Despite developing numerous toolkits and checklists to assess the quality of AI models and human-generated datasets, the research landscape still needs a unified framework for cross-dataset comparison and measurement of dataset stability for repeated data collections. Our approach complements existing research by proposing an iterative metrics-based methodology that enables a comprehensive analysis of data collections by systematically applying reliability and reproducibility measurements. 

The reliability metrics are applied to a single data collection and focus on understanding the raters. We propose that data collection campaigns be repeated under similar or different conditions. This allows us to study in-depth the reproducibility of the datasets and their stability under various conditions using a set of reproducibility metrics. The overall methodology is designed to integrate responsible AI practices into data collection for AI and allow data practitioners to explore factors influencing reliability and quality, ensuring transparent and responsible data collection practices. We found that our systematic set of metrics allows us to draw insights into the human and task-dependent factors that influence the quality of AI datasets. They also provide the necessary input for a dataset scorecard, allowing for thorough and systematic evaluation of data collection experiments. 

Key Insights

Reliability and Reproducibility Metrics for Responsible Data Collection

Our proposed methodology brings together, systematically, a set of measurements typically performed ad hoc. However, observing their interaction allows data practitioners to provide a holistic picture of the data quality produced by these studies. The chosen metrics provide input for a scorecard, allowing for thorough and systematic evaluation and comparison of different data collection experiments.

We address the reliability of human annotations by looking at raters’ agreement (i.e., measuring their inter-rater reliability), raters’ variability (i.e., measuring the variability in raters’ answers distribution), and power analysis (i.e., determining the sufficient number of raters for each task). These analyses equip us with fundamental observations and findings for characterizing annotations’ quality and reliability. 

To investigate how rater populations influence the reliability of the annotation results, we propose repeating the annotations at different time intervals and in different settings, thus identifying the factors influencing their reliability. However, we need to use the aforementioned reliability measures to perform a proper comparison of the collected annotations. For instance, high raters agreement values in several repetitions indicate highly homogeneous raters’ populations within each repetition, but it does not necessarily mean that the experiments are highly reproducible. For this, we perform two additional measurements: 1) stability analysis (i.e., measuring the degree of association of the aggregated raters’ scores across two data collection repetitions) and 2) replicability similarity analysis (i.e., measuring the degree of agreement between two rater pools, making two data annotation tasks comparable) to understand how much variability the raters bring and how much we can generalize the results. 

In sum, our proposed methodology provides a step-wise approach as a guide for practitioners to explore factors that influence or impact the reliability and quality of their collected data. Ultimately, the proposed reliability and reproducibility scorecards and analyses allow for more transparent and responsible data collection practices. This leads to identifying factors influencing quality and reliability, thoroughly measuring dataset stability over time or in different conditions, and allowing for dataset comparison.  

What are the factors influencing the quality of data collection?

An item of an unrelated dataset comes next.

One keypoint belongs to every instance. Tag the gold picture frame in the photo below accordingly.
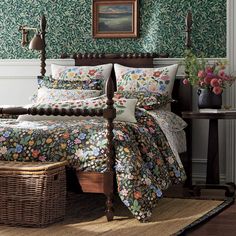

We validated our methodology on nine existing data collections repeated at different time intervals with similar or different rater qualifications. The annotation tasks span different degrees of subjectivity, data modalities (text and videos), and data sources (Twitter, search results, product reviews, YouTube videos). By following our proposed methodology, we were able to identify the following factors that influence the overall quality of data collection:

  • Intrinsic task subjectivity: This is the case of tasks with low observed inter-rater reliability in each repetition but high stability and high replicability similarity across repetitions. Such scorecard interpretations indicate that raters are similarly consistent within each repetition and across repetitions and that the disagreement indicated by the low IRR scores is, in fact, intrinsic to the subjective nature of the task.
  • Region-specific and time-sensitive annotations: High variability for certain annotated items across different repetitions of a data collection indicates that data collection practices are affected by temporal, familiarity, and regional aspects. In such cases, our analysis shows consistently low stability and replicability similarity. This has serious implications for when data collections are reused, as certain annotations may become obsolete or change in interpretation over time. Furthermore, we posit that diverse raters should not be expected to produce a coherent view of the annotations. We advise repeating the data collection by creating dedicated pools of raters with similar demographic characteristics and comparing their results.
  • Ambiguity of annotation categories: High variability for certain annotated items and power analysis indicating that even a very high number of raters (around 90) can exhibit high levels of consistent disagreement is typically caused by the subjectivity of the task. In this case, we recommend optimizing the task design to decrease additional ambiguity in the annotation categories. Lower inter-rater reliability (IRR) values for certain annotation categories indicate that some categories may not be as clear as others or are only seldom applicable. This suggests that careful attention should be given to the annotation task’s design, instructions, and possible answer categories. Furthermore, the high number of raters needed to obtain stable results indicates that the task might benefit from a more thorough selection of raters and training sessions. 

Between the lines

Our proposed methodology for responsible data collection does not pose any requirements on how data is structured or formatted. What we propose does, however, affect the current practice and assumes a significant adaptation to using reliability and reproducibility metrics. We recommend the following:

  • Systematic piloting: The proposed methodology is primarily suitable as an investigative pilot of data annotation studies. Pilot experiments could identify factors that influence the data collection and be ultimately mitigated for large-scale data collection.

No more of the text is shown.